Strathewen: The community
The Black Saturday fires in 2009 stole a lot of things. Homes. Possessions. Parents and children. It took most of the things that make up what we call a ‘community’; one of the things that the fires didn’t destroy however, was the sense of community.
One of Strathewen’s 140 or so properties is home to the Stecher family.
Wes and Georgina Stecher have a close relationship with Strathewen. Georgina’s family has been in the district for six generations, and most of her relatives and friends live ‘down the road’. Like a lot of small regional towns, the sense of community is noticeable as you drive the streets of Strathewen.
Wes moved to the area five years ago after meeting Georgina and quickly fell in love with his new neighbourhood. He is a volunteer fire fighter for the Arthurs Creek and Strathewen Rural Fire Brigade and was on the front line when the fires hit. He shared his story in the following months and can be seen on the ABC’s Black Saturday website.
After the last of the embers were extinguished and the smoke lifted to reveal a stark charred landscape, Wes and Georgina discovered that they had lost their home and friends. Like a lot of the locals, they had to move away from the area to find a new home. Like a lot of locals, they decided to come back to Strathewen. And like a lot of locals, it was the community that provided them with support as they started to rebuild their lives.
Different communities bonded in different ways. Up the hill in Kinglake, a strong arts alliance emerged, and half an hour away in Flowerdale, more than 120 residents got the same tattoo. In Strathewen, the community bonded over something else. Food.
In the weeks after the fires, Strathewen resident Kate Hamment started a soup night. The event quickly grew in popularity and many locals, including the Stechers, started to attend the weekly dinners. Over the years, it’s become an integral part of the community and provides a comforting routine in what has been a tumultuous period.
The night has helped rebuild the community and provided residents with some time out from their hectic schedules. It’s been a place where they can talk about the progress they’re making, and help each other with advice and tips.
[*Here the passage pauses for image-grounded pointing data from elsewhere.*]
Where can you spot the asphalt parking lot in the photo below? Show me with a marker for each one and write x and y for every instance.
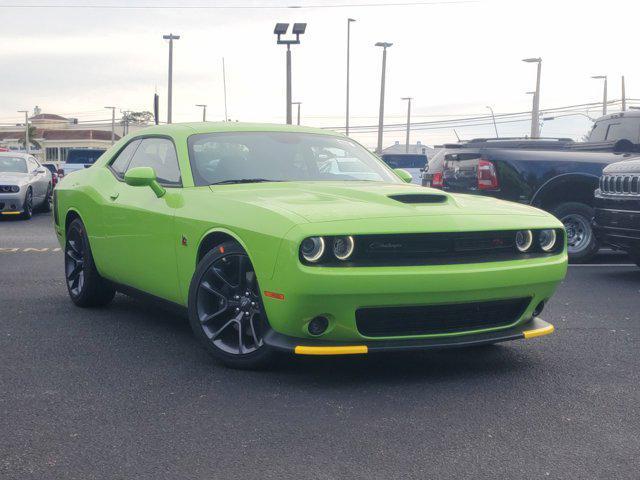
(126, 392)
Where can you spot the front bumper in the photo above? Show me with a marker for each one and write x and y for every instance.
(536, 327)
(11, 203)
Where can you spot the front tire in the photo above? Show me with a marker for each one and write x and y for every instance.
(582, 244)
(85, 285)
(226, 311)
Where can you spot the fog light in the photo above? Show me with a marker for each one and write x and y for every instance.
(524, 239)
(318, 325)
(538, 309)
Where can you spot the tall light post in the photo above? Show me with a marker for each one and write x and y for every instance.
(408, 100)
(26, 130)
(384, 46)
(204, 111)
(171, 37)
(298, 104)
(349, 22)
(535, 111)
(493, 116)
(604, 92)
(113, 124)
(279, 30)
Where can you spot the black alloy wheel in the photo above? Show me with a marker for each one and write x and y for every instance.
(85, 285)
(226, 310)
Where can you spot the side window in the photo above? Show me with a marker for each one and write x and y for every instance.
(119, 165)
(159, 154)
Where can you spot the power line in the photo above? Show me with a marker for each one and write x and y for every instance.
(238, 7)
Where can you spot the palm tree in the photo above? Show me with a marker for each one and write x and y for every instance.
(32, 142)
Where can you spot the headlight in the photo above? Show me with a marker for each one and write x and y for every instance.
(547, 240)
(343, 247)
(524, 239)
(312, 248)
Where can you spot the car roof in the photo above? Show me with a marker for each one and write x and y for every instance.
(16, 154)
(216, 127)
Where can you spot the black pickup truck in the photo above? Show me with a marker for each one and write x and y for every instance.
(546, 174)
(617, 208)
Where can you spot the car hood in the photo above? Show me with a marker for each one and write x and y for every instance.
(335, 201)
(13, 177)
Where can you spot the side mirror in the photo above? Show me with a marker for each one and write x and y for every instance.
(403, 174)
(144, 177)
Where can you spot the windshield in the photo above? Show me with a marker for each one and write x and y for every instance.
(281, 156)
(13, 164)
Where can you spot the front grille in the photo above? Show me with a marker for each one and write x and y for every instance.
(437, 249)
(434, 319)
(620, 184)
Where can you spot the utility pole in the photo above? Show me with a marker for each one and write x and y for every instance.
(604, 92)
(171, 37)
(204, 111)
(26, 130)
(384, 46)
(349, 22)
(408, 99)
(298, 104)
(224, 84)
(279, 30)
(493, 116)
(113, 124)
(535, 111)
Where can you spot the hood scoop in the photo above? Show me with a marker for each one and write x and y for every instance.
(419, 198)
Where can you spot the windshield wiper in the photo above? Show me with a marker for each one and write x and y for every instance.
(245, 180)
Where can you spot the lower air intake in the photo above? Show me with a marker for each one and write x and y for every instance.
(433, 319)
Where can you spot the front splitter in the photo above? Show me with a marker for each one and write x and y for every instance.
(303, 346)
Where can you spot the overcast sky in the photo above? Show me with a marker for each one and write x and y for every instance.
(454, 58)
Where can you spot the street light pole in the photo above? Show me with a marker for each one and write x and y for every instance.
(204, 111)
(171, 37)
(113, 124)
(493, 116)
(298, 104)
(604, 92)
(279, 30)
(384, 46)
(535, 111)
(408, 99)
(349, 22)
(26, 130)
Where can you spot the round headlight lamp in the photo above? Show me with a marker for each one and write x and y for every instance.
(343, 247)
(524, 239)
(547, 240)
(312, 248)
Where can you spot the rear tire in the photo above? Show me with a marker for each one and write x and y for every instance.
(582, 244)
(85, 285)
(226, 311)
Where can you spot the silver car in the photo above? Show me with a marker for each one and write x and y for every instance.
(24, 185)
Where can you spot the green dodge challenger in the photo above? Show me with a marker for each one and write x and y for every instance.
(278, 238)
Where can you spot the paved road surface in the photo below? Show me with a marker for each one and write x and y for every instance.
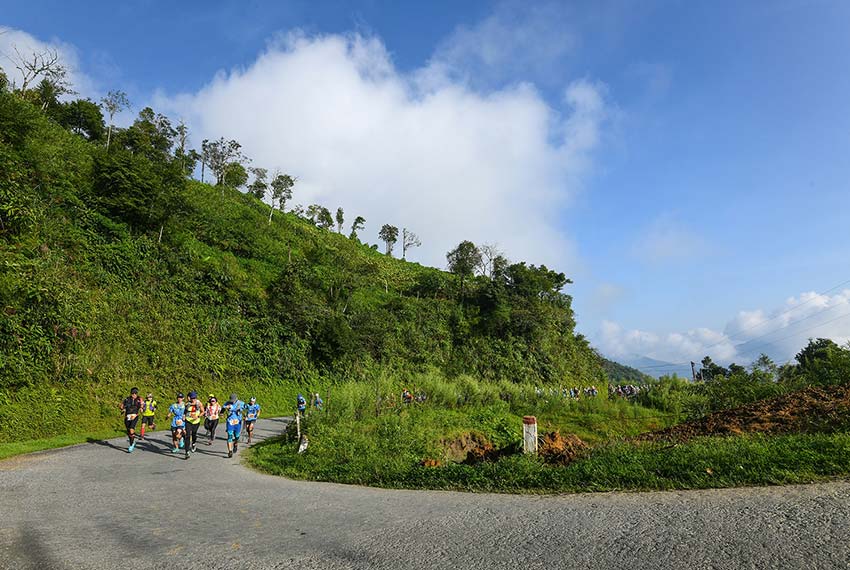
(96, 506)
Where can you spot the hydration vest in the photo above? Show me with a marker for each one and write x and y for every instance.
(193, 413)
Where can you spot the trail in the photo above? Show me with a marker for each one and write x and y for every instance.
(96, 506)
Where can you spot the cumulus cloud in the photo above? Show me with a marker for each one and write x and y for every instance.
(442, 159)
(667, 239)
(617, 342)
(517, 39)
(780, 333)
(15, 44)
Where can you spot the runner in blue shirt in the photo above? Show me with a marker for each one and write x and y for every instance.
(252, 412)
(233, 410)
(177, 413)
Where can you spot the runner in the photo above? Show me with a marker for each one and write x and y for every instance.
(213, 410)
(233, 408)
(148, 411)
(194, 414)
(252, 412)
(177, 412)
(130, 408)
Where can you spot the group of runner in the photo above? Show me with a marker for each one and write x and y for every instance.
(186, 416)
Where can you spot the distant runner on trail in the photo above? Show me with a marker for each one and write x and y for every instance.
(194, 415)
(233, 408)
(213, 410)
(148, 412)
(130, 408)
(252, 412)
(177, 412)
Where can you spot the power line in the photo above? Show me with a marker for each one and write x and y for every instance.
(674, 364)
(764, 335)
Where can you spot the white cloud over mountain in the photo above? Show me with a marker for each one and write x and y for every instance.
(781, 333)
(440, 158)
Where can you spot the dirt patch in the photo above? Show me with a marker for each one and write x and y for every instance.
(816, 409)
(470, 448)
(558, 449)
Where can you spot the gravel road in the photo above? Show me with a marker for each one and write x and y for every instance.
(96, 506)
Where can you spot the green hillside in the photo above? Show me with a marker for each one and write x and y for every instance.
(118, 269)
(621, 374)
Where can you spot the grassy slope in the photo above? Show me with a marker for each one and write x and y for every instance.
(91, 307)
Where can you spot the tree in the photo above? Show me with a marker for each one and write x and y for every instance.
(359, 224)
(45, 65)
(259, 186)
(389, 235)
(282, 185)
(188, 157)
(408, 240)
(115, 102)
(82, 117)
(312, 213)
(235, 176)
(222, 155)
(463, 260)
(339, 219)
(489, 253)
(325, 219)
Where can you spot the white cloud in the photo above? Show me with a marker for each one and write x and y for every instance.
(447, 162)
(781, 333)
(667, 239)
(518, 39)
(617, 342)
(15, 43)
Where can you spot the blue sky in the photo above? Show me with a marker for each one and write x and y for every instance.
(704, 204)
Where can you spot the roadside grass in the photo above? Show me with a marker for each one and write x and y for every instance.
(20, 447)
(710, 462)
(367, 437)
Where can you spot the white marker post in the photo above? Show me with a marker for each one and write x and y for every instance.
(529, 434)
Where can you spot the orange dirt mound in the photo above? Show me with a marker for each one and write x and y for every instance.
(560, 450)
(816, 409)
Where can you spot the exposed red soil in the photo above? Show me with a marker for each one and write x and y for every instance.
(816, 409)
(557, 449)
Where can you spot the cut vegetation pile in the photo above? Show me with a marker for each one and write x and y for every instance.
(813, 410)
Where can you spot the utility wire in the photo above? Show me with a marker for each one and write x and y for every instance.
(764, 335)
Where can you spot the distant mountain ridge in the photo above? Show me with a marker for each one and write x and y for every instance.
(656, 368)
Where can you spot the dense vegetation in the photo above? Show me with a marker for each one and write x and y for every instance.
(119, 269)
(367, 436)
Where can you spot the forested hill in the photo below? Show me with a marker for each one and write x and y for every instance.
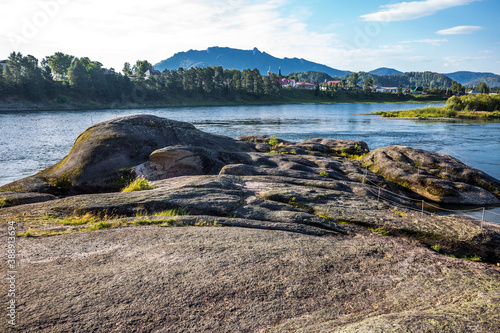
(410, 79)
(490, 80)
(242, 59)
(385, 71)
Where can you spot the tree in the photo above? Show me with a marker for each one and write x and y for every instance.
(456, 87)
(316, 89)
(78, 78)
(59, 63)
(142, 67)
(353, 80)
(258, 82)
(367, 85)
(483, 88)
(127, 70)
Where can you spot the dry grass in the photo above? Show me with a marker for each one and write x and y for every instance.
(246, 280)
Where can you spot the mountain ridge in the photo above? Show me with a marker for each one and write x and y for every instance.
(231, 58)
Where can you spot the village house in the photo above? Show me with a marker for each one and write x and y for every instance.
(287, 83)
(152, 73)
(305, 85)
(387, 89)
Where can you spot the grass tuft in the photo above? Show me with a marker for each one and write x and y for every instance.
(380, 231)
(139, 184)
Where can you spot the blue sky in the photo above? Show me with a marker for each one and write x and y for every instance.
(437, 35)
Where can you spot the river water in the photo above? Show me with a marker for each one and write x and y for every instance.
(32, 141)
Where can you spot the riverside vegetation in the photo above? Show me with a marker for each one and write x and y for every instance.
(461, 107)
(256, 233)
(26, 83)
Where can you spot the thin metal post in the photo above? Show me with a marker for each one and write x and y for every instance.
(482, 219)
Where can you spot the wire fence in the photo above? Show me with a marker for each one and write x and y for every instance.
(385, 195)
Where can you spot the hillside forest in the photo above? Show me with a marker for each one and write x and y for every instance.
(61, 78)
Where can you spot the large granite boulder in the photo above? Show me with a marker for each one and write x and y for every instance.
(103, 155)
(438, 177)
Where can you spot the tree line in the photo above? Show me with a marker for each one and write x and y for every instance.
(61, 77)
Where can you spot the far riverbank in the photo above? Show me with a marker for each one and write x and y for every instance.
(287, 97)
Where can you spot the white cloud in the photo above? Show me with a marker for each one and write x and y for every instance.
(434, 42)
(117, 31)
(455, 61)
(405, 11)
(460, 30)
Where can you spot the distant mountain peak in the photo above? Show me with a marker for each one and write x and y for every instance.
(231, 58)
(385, 71)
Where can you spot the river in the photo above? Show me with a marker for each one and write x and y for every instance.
(32, 141)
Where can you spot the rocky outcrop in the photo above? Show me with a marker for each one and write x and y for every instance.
(103, 155)
(437, 177)
(309, 245)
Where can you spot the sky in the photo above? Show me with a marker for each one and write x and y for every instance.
(426, 35)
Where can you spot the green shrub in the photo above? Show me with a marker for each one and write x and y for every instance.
(139, 184)
(474, 258)
(436, 248)
(274, 141)
(380, 231)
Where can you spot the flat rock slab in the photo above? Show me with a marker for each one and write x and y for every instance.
(236, 279)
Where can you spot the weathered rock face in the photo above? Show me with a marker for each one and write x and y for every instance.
(437, 177)
(175, 161)
(158, 148)
(103, 153)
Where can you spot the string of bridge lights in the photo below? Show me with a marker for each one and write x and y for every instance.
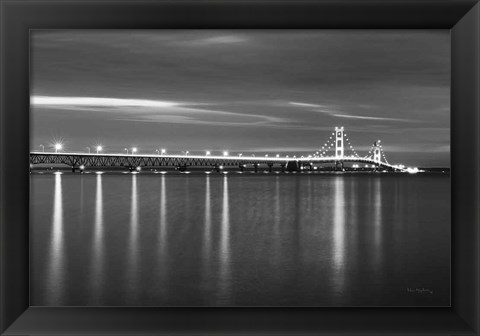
(328, 146)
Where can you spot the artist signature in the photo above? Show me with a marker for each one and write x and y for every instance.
(420, 290)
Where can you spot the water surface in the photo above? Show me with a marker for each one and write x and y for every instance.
(240, 240)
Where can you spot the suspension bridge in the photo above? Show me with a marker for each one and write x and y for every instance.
(336, 151)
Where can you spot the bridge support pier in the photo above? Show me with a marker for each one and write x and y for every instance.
(339, 165)
(293, 166)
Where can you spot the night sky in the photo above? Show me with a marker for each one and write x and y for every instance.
(249, 91)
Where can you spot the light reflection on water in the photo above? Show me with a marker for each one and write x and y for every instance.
(132, 269)
(247, 240)
(339, 234)
(97, 262)
(57, 254)
(225, 245)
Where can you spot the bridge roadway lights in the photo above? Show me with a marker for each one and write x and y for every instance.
(182, 168)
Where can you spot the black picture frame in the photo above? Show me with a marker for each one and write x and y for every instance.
(18, 17)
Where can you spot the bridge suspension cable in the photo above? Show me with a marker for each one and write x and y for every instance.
(355, 154)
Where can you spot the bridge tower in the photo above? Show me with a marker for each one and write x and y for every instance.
(339, 142)
(376, 151)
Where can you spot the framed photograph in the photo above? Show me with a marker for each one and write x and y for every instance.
(309, 168)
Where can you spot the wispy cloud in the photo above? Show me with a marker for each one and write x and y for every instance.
(213, 40)
(161, 111)
(95, 101)
(372, 118)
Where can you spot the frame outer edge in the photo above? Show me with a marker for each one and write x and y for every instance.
(466, 158)
(2, 218)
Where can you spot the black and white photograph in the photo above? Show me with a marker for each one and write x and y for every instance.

They’ve also cooked a hell of a lot of soup.
At the Stecher’s new block, things are starting to take shape. The house and shed plans have been approved and Wes and Georgina hope to start construction in the coming weeks.
Despite everything they’ve been through, Wes and Georgina are positive about the future and excited at the progress happening on their land. They’re just one of the many homes in Strathewen that are on the journey of recovery.
With warmer days being more common, the sound of ladles serving up soup is fading and the sound of tongs on the barbeque is now in their place. It’s just one of the sounds that defines this optimistic, well fed community.